上記のうち、特に要求されるものとしては、ISO 18369-3及びISO 18369-4です。
本規格に従い、頂点屈折率や視感透視率、酸素透過係数、強度など様々な面においてコンタクトレンズとしての役割を果たすかを判断します。また、肌や粘膜などに接触を伴う医療機器であれば、上記の規格のみならず、生物学的要求事項を満たしたことを証明する必要があります。

生物学的安全性の規格とは?

医療機器の生物学的安全性評価は、原則として、JIS T 0993-1あるいは国際規格であるISO10993「医療機器の生物学的評価」シリーズに準拠して行われます。
 
では、生物学的安全性をなぜ評価しなくてはいけないでしょうか。
 
それは、医療機器の意図する使用または意図する目的及び安全性に関する特質を明確化し、生物学的有害作用(毒性ハザード)のリスク評価を行い、そのリスクを推定することで、医療機器としての安全性を確保するためです。

生物学的安全性における「ハザード」「リスク」

ハザード:人の健康に不利益な影響を及ぼす原因となりうる遺伝毒性、感作性、慢性全身毒性などの要素

リスク :ハザードにより引き起こされる人の健康に不利益な影響の発生確率及びその影響の程度

 
一言で安全性を評価するとはいえども、人体のどの部位にどれほど期間接触するかによって、その評価基準はそれぞれ違います。
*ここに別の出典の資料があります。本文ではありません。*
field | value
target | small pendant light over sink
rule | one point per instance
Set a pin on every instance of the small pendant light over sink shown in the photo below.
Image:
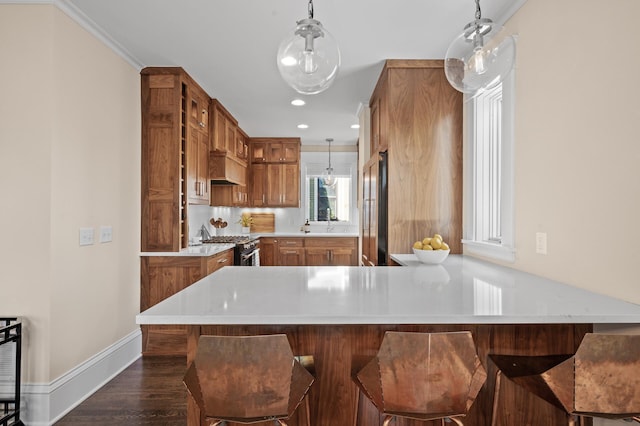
(309, 58)
(329, 179)
(480, 57)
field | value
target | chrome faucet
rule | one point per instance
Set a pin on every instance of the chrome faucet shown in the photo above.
(329, 226)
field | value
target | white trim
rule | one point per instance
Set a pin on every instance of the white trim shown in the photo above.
(44, 404)
(72, 11)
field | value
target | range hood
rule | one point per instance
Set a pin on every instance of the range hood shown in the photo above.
(224, 170)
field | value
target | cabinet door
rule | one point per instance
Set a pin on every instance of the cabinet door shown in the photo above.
(268, 251)
(219, 137)
(193, 186)
(290, 185)
(291, 256)
(318, 256)
(375, 126)
(219, 260)
(258, 152)
(343, 257)
(258, 185)
(274, 185)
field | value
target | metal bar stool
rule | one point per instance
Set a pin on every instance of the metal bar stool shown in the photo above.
(600, 380)
(247, 379)
(423, 376)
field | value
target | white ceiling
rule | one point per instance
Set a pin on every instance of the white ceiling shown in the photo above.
(229, 48)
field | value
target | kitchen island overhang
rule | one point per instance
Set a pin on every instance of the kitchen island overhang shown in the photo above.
(462, 290)
(340, 314)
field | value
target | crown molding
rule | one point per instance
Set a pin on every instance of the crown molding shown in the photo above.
(69, 9)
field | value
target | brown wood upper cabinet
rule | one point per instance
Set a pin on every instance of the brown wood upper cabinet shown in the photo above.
(275, 150)
(198, 147)
(275, 172)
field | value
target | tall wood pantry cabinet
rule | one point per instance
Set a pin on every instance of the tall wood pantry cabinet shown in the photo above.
(416, 118)
(175, 155)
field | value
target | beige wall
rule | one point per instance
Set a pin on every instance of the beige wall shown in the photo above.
(70, 158)
(577, 150)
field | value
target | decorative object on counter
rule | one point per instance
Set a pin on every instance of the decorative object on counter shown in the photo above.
(308, 58)
(480, 57)
(218, 224)
(431, 250)
(329, 179)
(246, 221)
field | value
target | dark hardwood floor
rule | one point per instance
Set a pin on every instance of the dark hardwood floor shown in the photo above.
(149, 392)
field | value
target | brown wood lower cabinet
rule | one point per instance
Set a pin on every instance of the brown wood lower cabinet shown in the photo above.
(309, 251)
(331, 251)
(164, 276)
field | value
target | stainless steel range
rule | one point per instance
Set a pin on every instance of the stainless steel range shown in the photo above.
(246, 251)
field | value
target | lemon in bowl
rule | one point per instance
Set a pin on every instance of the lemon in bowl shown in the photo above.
(431, 257)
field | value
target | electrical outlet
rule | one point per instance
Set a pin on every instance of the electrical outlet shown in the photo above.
(541, 242)
(86, 236)
(106, 234)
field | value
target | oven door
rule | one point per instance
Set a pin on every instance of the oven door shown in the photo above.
(251, 258)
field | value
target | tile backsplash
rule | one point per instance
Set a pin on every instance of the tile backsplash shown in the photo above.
(287, 220)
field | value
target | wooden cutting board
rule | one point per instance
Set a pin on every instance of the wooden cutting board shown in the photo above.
(263, 222)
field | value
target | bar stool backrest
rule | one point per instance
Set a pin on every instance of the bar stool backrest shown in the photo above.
(607, 375)
(246, 378)
(424, 373)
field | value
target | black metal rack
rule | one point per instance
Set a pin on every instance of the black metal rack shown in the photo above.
(11, 332)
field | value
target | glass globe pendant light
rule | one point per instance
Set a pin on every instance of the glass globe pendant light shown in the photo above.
(309, 58)
(480, 57)
(329, 179)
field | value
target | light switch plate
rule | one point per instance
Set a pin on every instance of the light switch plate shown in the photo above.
(541, 242)
(86, 236)
(106, 234)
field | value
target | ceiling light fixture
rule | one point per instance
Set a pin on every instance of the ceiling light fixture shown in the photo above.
(480, 57)
(309, 58)
(329, 179)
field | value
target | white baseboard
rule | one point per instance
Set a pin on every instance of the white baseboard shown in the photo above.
(44, 404)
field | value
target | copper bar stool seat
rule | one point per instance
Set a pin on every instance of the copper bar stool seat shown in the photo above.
(602, 379)
(247, 379)
(423, 376)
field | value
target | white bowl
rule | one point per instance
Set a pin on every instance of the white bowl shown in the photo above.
(432, 257)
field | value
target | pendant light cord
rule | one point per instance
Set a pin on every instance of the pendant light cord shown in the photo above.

その基準は以下のように分けることができます。
 

  • 接触部位による分類 非接触
  • 体表面接触 :皮膚、粘膜、損傷表面
  • 体内と体外とを連結:血液流路間接的、組織/骨/歯質、循環血液
  • 体内植込み :組織/骨、血液
  • 接触期間による分類 一時的接触:単回または複数回使用され、その累積接触期間が24時間以内
  • 短・中期的接触:単回または複数回使用され、その累積接触期間が24時間から30日以内
  • 長期的接触:単回または複数回使用され、その累積接触期間が30日を超える

 
上記の基準により、評価すべき要素が変わりますが、今回のコンタクトレンズについては、ISO10993-1により、細胞毒性試験、皮膚感作性試験、遺伝毒性試験、亜急性毒性試験などを行う必要があります。